The deadline for proposal submission is Oct. 26. Student selections will be announced in December. Applicants must be U.S. citizens, and full-time undergraduate students enrolled in an accredited U.S. institution of higher learning (junior college, community college, or university) at the time the proposal is submitted.

NASA Astronaut Tracy Caldwell Dyson invites undergraduate students to take part in Microgravity Neutral Buoyancy Experiment Design Teams (Micro-g NExT). Micro-g NExT challenges student teams to design, build, and test a tool or device that addresses an authentic, current space exploration problem. Credits: NASA

Teams will be selected to participate in the experiential/hands-on learning portion and will travel to Houston to have their prototype tested in the simulated microgravity environment of the NBL— a 6.2 million gallon indoor pool where NASA astronauts perform complex training activities in advance of their assigned space missions.

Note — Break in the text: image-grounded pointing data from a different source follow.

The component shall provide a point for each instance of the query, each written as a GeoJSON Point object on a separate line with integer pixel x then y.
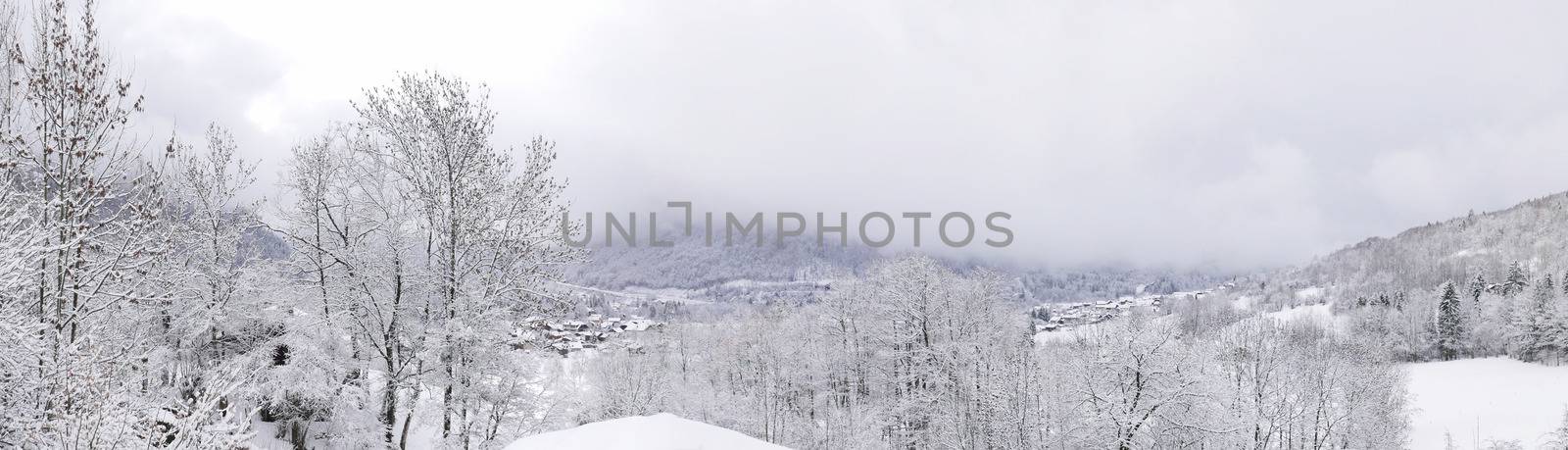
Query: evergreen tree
{"type": "Point", "coordinates": [1450, 324]}
{"type": "Point", "coordinates": [1534, 325]}
{"type": "Point", "coordinates": [1478, 287]}
{"type": "Point", "coordinates": [1517, 279]}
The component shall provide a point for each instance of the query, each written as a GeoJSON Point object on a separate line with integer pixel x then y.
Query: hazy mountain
{"type": "Point", "coordinates": [1421, 258]}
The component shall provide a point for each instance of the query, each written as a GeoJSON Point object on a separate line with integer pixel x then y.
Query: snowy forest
{"type": "Point", "coordinates": [412, 290]}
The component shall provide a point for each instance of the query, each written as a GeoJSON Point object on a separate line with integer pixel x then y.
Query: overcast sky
{"type": "Point", "coordinates": [1231, 133]}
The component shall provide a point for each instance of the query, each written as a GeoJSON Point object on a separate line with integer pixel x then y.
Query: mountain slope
{"type": "Point", "coordinates": [1534, 232]}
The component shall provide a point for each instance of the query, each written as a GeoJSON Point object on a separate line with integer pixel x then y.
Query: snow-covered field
{"type": "Point", "coordinates": [1479, 400]}
{"type": "Point", "coordinates": [659, 431]}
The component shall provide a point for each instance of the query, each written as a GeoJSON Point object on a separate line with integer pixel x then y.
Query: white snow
{"type": "Point", "coordinates": [1502, 399]}
{"type": "Point", "coordinates": [659, 431]}
{"type": "Point", "coordinates": [1322, 314]}
{"type": "Point", "coordinates": [1309, 293]}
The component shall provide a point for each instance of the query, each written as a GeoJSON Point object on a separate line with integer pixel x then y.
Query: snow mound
{"type": "Point", "coordinates": [1502, 399]}
{"type": "Point", "coordinates": [659, 431]}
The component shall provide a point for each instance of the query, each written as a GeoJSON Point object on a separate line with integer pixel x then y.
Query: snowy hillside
{"type": "Point", "coordinates": [1501, 399]}
{"type": "Point", "coordinates": [1431, 254]}
{"type": "Point", "coordinates": [659, 431]}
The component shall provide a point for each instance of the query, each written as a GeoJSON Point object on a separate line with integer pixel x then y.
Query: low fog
{"type": "Point", "coordinates": [1206, 133]}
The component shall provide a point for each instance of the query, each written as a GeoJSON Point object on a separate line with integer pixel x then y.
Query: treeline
{"type": "Point", "coordinates": [1520, 314]}
{"type": "Point", "coordinates": [145, 305]}
{"type": "Point", "coordinates": [917, 356]}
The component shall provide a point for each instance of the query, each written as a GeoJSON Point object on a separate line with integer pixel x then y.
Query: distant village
{"type": "Point", "coordinates": [1070, 316]}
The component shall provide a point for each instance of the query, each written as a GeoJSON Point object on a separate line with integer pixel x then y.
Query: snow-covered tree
{"type": "Point", "coordinates": [1450, 324]}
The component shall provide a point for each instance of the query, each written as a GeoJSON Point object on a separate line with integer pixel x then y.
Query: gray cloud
{"type": "Point", "coordinates": [1209, 132]}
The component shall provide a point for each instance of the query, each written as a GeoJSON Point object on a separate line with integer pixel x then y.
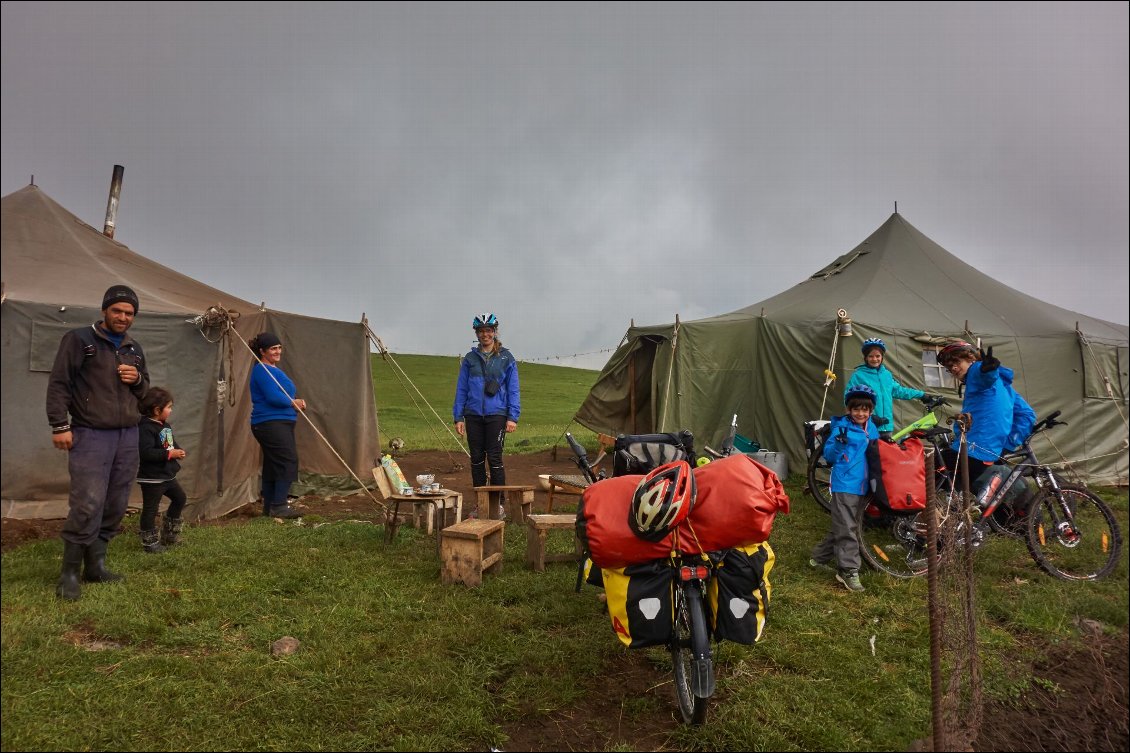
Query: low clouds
{"type": "Point", "coordinates": [575, 166]}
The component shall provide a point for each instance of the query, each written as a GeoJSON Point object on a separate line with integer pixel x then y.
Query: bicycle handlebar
{"type": "Point", "coordinates": [577, 450]}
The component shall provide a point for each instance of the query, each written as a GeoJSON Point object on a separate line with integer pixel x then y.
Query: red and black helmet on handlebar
{"type": "Point", "coordinates": [662, 500]}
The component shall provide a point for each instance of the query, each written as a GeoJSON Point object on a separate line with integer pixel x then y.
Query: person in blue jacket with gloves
{"type": "Point", "coordinates": [875, 374]}
{"type": "Point", "coordinates": [1001, 418]}
{"type": "Point", "coordinates": [845, 450]}
{"type": "Point", "coordinates": [487, 400]}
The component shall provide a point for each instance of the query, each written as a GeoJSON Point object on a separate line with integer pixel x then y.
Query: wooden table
{"type": "Point", "coordinates": [489, 501]}
{"type": "Point", "coordinates": [567, 485]}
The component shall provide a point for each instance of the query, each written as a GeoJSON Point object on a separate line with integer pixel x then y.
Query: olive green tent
{"type": "Point", "coordinates": [55, 269]}
{"type": "Point", "coordinates": [766, 362]}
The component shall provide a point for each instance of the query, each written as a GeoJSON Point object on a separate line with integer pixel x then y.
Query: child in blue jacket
{"type": "Point", "coordinates": [874, 373]}
{"type": "Point", "coordinates": [845, 450]}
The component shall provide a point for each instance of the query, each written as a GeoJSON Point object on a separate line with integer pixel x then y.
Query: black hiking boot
{"type": "Point", "coordinates": [96, 564]}
{"type": "Point", "coordinates": [69, 589]}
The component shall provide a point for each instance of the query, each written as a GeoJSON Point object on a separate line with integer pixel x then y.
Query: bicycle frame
{"type": "Point", "coordinates": [692, 657]}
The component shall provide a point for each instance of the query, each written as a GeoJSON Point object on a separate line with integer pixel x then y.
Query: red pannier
{"type": "Point", "coordinates": [897, 474]}
{"type": "Point", "coordinates": [602, 525]}
{"type": "Point", "coordinates": [737, 500]}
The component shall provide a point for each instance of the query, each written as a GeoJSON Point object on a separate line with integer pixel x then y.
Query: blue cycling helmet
{"type": "Point", "coordinates": [874, 343]}
{"type": "Point", "coordinates": [859, 392]}
{"type": "Point", "coordinates": [485, 320]}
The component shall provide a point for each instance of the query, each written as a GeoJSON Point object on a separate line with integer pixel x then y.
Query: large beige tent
{"type": "Point", "coordinates": [54, 271]}
{"type": "Point", "coordinates": [766, 362]}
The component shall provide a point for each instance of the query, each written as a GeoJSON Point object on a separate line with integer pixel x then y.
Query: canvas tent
{"type": "Point", "coordinates": [54, 271]}
{"type": "Point", "coordinates": [766, 362]}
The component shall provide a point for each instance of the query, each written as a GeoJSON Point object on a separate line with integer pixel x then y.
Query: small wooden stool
{"type": "Point", "coordinates": [450, 508]}
{"type": "Point", "coordinates": [489, 501]}
{"type": "Point", "coordinates": [470, 548]}
{"type": "Point", "coordinates": [536, 556]}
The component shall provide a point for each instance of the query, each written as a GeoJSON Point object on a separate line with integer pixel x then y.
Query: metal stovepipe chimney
{"type": "Point", "coordinates": [115, 191]}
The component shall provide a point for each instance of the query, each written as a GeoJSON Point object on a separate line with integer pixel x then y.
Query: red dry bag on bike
{"type": "Point", "coordinates": [897, 474]}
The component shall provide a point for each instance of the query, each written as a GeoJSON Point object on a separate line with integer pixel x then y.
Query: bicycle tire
{"type": "Point", "coordinates": [892, 544]}
{"type": "Point", "coordinates": [819, 473]}
{"type": "Point", "coordinates": [689, 637]}
{"type": "Point", "coordinates": [1085, 548]}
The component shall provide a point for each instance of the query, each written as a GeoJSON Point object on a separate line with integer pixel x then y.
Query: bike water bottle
{"type": "Point", "coordinates": [990, 490]}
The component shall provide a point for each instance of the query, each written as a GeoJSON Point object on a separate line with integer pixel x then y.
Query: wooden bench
{"type": "Point", "coordinates": [539, 526]}
{"type": "Point", "coordinates": [470, 548]}
{"type": "Point", "coordinates": [437, 511]}
{"type": "Point", "coordinates": [520, 496]}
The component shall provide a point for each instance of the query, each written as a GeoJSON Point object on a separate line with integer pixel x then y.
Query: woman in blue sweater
{"type": "Point", "coordinates": [487, 400]}
{"type": "Point", "coordinates": [274, 413]}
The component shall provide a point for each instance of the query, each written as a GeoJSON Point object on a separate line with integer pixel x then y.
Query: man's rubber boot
{"type": "Point", "coordinates": [69, 589]}
{"type": "Point", "coordinates": [96, 564]}
{"type": "Point", "coordinates": [150, 541]}
{"type": "Point", "coordinates": [171, 530]}
{"type": "Point", "coordinates": [285, 511]}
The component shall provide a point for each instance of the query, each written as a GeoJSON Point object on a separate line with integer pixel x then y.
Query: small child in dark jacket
{"type": "Point", "coordinates": [845, 450]}
{"type": "Point", "coordinates": [157, 473]}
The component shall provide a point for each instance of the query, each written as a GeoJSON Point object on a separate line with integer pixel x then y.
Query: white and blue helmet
{"type": "Point", "coordinates": [485, 320]}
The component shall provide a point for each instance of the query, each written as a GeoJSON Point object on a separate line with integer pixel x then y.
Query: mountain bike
{"type": "Point", "coordinates": [1069, 531]}
{"type": "Point", "coordinates": [819, 472]}
{"type": "Point", "coordinates": [689, 641]}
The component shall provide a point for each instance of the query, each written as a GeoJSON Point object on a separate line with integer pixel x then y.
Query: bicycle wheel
{"type": "Point", "coordinates": [1074, 535]}
{"type": "Point", "coordinates": [690, 656]}
{"type": "Point", "coordinates": [819, 474]}
{"type": "Point", "coordinates": [892, 544]}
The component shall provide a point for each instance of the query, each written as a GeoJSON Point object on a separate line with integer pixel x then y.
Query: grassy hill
{"type": "Point", "coordinates": [406, 386]}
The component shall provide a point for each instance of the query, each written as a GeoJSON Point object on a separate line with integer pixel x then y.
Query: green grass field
{"type": "Point", "coordinates": [177, 656]}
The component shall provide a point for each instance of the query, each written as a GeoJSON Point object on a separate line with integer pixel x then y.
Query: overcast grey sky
{"type": "Point", "coordinates": [574, 166]}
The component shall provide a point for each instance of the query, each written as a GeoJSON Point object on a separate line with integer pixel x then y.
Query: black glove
{"type": "Point", "coordinates": [988, 363]}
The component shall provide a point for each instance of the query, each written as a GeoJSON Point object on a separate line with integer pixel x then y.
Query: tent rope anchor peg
{"type": "Point", "coordinates": [842, 329]}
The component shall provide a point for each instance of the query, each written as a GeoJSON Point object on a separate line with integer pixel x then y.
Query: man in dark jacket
{"type": "Point", "coordinates": [98, 377]}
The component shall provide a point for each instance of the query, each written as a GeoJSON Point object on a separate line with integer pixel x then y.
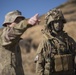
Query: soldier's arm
{"type": "Point", "coordinates": [40, 62]}
{"type": "Point", "coordinates": [10, 34]}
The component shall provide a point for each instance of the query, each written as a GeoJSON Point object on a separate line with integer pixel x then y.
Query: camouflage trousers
{"type": "Point", "coordinates": [8, 70]}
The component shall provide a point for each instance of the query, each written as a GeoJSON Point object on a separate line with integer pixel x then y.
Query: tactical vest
{"type": "Point", "coordinates": [61, 55]}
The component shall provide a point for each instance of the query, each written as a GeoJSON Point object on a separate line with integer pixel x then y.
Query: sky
{"type": "Point", "coordinates": [27, 7]}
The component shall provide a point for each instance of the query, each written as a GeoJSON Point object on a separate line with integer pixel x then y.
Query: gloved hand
{"type": "Point", "coordinates": [34, 20]}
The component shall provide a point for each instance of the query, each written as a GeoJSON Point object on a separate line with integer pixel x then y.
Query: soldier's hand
{"type": "Point", "coordinates": [34, 20]}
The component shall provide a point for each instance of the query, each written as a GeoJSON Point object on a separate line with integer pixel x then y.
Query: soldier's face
{"type": "Point", "coordinates": [15, 22]}
{"type": "Point", "coordinates": [58, 25]}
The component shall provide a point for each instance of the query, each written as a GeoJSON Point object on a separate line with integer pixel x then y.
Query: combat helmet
{"type": "Point", "coordinates": [11, 17]}
{"type": "Point", "coordinates": [55, 14]}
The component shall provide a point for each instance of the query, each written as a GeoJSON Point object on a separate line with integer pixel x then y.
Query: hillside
{"type": "Point", "coordinates": [33, 36]}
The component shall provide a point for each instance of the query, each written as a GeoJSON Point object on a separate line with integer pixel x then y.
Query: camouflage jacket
{"type": "Point", "coordinates": [10, 53]}
{"type": "Point", "coordinates": [48, 48]}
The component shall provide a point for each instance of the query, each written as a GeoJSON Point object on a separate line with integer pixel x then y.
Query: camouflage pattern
{"type": "Point", "coordinates": [56, 53]}
{"type": "Point", "coordinates": [11, 16]}
{"type": "Point", "coordinates": [10, 56]}
{"type": "Point", "coordinates": [46, 52]}
{"type": "Point", "coordinates": [55, 14]}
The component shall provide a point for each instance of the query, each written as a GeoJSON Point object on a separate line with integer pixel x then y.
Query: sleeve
{"type": "Point", "coordinates": [40, 62]}
{"type": "Point", "coordinates": [10, 34]}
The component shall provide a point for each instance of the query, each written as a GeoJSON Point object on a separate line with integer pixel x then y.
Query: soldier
{"type": "Point", "coordinates": [10, 57]}
{"type": "Point", "coordinates": [56, 52]}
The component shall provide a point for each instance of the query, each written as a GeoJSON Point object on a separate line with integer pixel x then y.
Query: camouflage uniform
{"type": "Point", "coordinates": [56, 52]}
{"type": "Point", "coordinates": [10, 56]}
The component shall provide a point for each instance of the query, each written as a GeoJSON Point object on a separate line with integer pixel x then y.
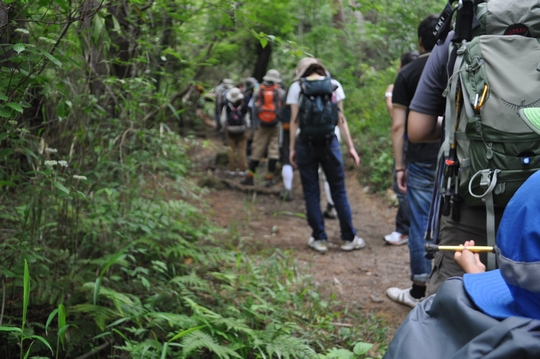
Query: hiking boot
{"type": "Point", "coordinates": [247, 181]}
{"type": "Point", "coordinates": [269, 182]}
{"type": "Point", "coordinates": [287, 196]}
{"type": "Point", "coordinates": [402, 296]}
{"type": "Point", "coordinates": [330, 212]}
{"type": "Point", "coordinates": [356, 243]}
{"type": "Point", "coordinates": [318, 245]}
{"type": "Point", "coordinates": [396, 239]}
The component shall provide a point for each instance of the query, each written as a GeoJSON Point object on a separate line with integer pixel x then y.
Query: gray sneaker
{"type": "Point", "coordinates": [330, 212]}
{"type": "Point", "coordinates": [318, 245]}
{"type": "Point", "coordinates": [356, 243]}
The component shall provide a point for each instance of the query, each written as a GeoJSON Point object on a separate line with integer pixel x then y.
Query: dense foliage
{"type": "Point", "coordinates": [102, 251]}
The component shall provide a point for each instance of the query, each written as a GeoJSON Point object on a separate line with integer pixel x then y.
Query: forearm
{"type": "Point", "coordinates": [423, 127]}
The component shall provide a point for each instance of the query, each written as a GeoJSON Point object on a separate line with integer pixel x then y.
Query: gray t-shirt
{"type": "Point", "coordinates": [428, 98]}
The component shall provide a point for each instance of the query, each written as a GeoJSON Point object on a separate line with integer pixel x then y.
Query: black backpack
{"type": "Point", "coordinates": [317, 113]}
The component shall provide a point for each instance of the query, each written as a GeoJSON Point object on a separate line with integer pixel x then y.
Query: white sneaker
{"type": "Point", "coordinates": [356, 243]}
{"type": "Point", "coordinates": [319, 246]}
{"type": "Point", "coordinates": [402, 296]}
{"type": "Point", "coordinates": [396, 238]}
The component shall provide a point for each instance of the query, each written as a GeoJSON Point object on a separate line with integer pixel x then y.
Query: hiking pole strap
{"type": "Point", "coordinates": [490, 230]}
{"type": "Point", "coordinates": [489, 180]}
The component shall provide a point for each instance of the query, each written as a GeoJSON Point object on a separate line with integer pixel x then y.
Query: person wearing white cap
{"type": "Point", "coordinates": [494, 314]}
{"type": "Point", "coordinates": [317, 145]}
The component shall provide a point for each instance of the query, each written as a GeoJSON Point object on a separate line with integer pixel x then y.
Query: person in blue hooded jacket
{"type": "Point", "coordinates": [494, 314]}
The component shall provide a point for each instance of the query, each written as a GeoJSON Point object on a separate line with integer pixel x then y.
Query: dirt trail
{"type": "Point", "coordinates": [360, 277]}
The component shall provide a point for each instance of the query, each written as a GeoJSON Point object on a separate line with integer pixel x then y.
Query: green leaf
{"type": "Point", "coordinates": [10, 329]}
{"type": "Point", "coordinates": [50, 319]}
{"type": "Point", "coordinates": [15, 106]}
{"type": "Point", "coordinates": [185, 332]}
{"type": "Point", "coordinates": [5, 112]}
{"type": "Point", "coordinates": [26, 292]}
{"type": "Point", "coordinates": [51, 58]}
{"type": "Point", "coordinates": [362, 348]}
{"type": "Point", "coordinates": [61, 187]}
{"type": "Point", "coordinates": [18, 48]}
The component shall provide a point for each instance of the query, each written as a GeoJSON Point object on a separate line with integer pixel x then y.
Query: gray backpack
{"type": "Point", "coordinates": [489, 149]}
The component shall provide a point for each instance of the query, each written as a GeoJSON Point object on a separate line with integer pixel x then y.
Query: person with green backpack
{"type": "Point", "coordinates": [316, 102]}
{"type": "Point", "coordinates": [484, 79]}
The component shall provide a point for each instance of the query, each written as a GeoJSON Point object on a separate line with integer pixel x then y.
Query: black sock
{"type": "Point", "coordinates": [253, 166]}
{"type": "Point", "coordinates": [418, 291]}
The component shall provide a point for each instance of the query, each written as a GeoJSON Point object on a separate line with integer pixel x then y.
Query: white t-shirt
{"type": "Point", "coordinates": [294, 93]}
{"type": "Point", "coordinates": [294, 96]}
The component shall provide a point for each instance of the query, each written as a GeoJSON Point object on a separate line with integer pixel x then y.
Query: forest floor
{"type": "Point", "coordinates": [262, 221]}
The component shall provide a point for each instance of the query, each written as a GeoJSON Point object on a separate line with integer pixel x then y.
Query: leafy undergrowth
{"type": "Point", "coordinates": [114, 265]}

Micro-g NExT is managed by Johnson’s Office of Education with support from the agency’s Human Exploration and Operations Mission Directorate. The project encourages research and development in new technologies and engages students in real-world engineering and problem-solving concepts that may be needed on future exploration missions, including to an asteroid and Mars. The activity also supports the use of NASA’s unique missions and facilities to engage and encourage students to pursue science, technology, engineering and math (STEM) careers.